A Bayonne, un voyageur voit passer
en 1701 un cortège où une femme porte ce type d’offrande (voir Ducéré). En
1609, Pierre de Lancre est offusqué de voir ceci à Saint-Jean-de-Luz : «Une
cordée de femmes (j’en ay veu jusqu’à dix) vont aumôner par toute l’église.
[Elles] y emploient tant de temps que la messe est bien souvent dite avant
qu’elles ayent achevé [et quand les femmes vont à ces offrandes] elles donnent
une chandelle attachée à un petit gâteau». Revenons à la cathédrale de Bayonne,
Ducéré nous dit encore : «Lors de l’anniversaire de la princesse
Léopoldine de Lorraine, cinq dames conduites par la benoîte de cette église,
qui tenant à la main un cierge allumé, vinrent à l’offrande. Chaque dame offrit
un pain et la benoîte un cierge».
Inutile de multiplier les exemples,
ici, l’ethnographie est en accord avec l’histoire: la femme célèbre et ses
actes s’articulent autour de l’andere serora.

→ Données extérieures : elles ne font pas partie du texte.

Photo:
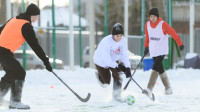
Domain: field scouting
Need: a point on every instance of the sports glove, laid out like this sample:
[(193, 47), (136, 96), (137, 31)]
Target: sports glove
[(48, 65)]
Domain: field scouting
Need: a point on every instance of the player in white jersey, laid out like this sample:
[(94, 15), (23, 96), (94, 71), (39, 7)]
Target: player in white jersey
[(156, 43), (111, 50)]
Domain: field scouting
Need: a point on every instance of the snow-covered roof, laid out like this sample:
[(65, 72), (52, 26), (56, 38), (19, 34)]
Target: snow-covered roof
[(61, 17)]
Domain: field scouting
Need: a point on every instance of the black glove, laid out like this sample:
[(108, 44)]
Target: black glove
[(48, 65), (146, 50), (181, 47), (128, 72), (122, 67)]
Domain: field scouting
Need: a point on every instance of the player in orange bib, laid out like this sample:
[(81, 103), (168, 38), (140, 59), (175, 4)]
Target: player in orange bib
[(12, 35)]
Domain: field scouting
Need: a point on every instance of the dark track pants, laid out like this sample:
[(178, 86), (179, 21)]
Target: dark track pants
[(105, 75), (158, 66), (12, 67)]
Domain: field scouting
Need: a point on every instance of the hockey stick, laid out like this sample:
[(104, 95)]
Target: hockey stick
[(133, 73), (81, 99), (143, 91)]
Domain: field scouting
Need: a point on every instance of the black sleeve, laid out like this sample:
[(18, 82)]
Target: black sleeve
[(29, 35)]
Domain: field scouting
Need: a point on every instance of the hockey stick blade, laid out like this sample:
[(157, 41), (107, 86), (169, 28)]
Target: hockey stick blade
[(81, 99), (152, 97)]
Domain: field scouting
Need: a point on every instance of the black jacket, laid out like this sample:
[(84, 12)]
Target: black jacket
[(29, 35)]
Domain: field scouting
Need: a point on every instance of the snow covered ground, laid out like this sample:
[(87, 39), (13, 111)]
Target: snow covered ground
[(45, 93)]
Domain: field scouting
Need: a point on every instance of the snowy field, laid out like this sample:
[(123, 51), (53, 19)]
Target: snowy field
[(45, 93)]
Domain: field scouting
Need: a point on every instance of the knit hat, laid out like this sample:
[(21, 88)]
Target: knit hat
[(117, 29), (154, 11), (32, 10)]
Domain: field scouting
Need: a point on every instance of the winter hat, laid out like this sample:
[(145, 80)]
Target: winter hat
[(32, 10), (154, 11), (117, 29)]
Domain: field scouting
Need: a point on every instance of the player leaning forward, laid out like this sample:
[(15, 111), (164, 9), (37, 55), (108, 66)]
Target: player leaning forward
[(111, 50), (156, 43)]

La benoîte recueillant les offrandes (P. Kauffman, le Jour des morts au Pays Basque, L'Illustration, 3 novembre 1894, Paris. |
Mais il y a une dimension nouvelle,
celle du sacrifice. Restons à la cathédrale de Bayonne et écoutons ce que dit
Dubarat dans le Missel de Bayonne de 1543, p. CCXC, CCXCI, etc. Au XVIe siècle, on apportait de l’argent ou
des offrandes en nature : fruits, animaux, pain et poisson, surtout du
saumon. Et l’auteur de dire : «L’offrande la plus singulière est
certainement celle qui se donnait à certaines messes des morts et en
particulier aux services des confrères de Notre Dame. Elle consistait dans
l’offrande d’un mouton écorché et sanglant (…). Ainsi, le mouton restait exposé
pendant toute la messe, entre deux rangs de cierges allumés !» Au XVIIe
siècle, cette coutume se voit attaquée de plus en plus. Vers 1617, un jeune
capucin prêchant carême dans la cathédrale, veut l’abolir. Le chapitre, dit
Dubarat, était pour la coutume, et choisit un avocat pour défendre sa cause. Ce
fut Duvergier de Hauranne, futur janséniste, mais de culture basque. Ce mouton
sanglant était aussi porté pour les messes anniversaires «du bout de l’an». Il
est exposé sur un râteau avec le luminaire (ab l’arrestet deux torchos). La
benoîte et son aide intervenaient-elles à ce propos ? C‘est plus que
probable, mais nous n’avons aucune donnée objectivée là-dessus.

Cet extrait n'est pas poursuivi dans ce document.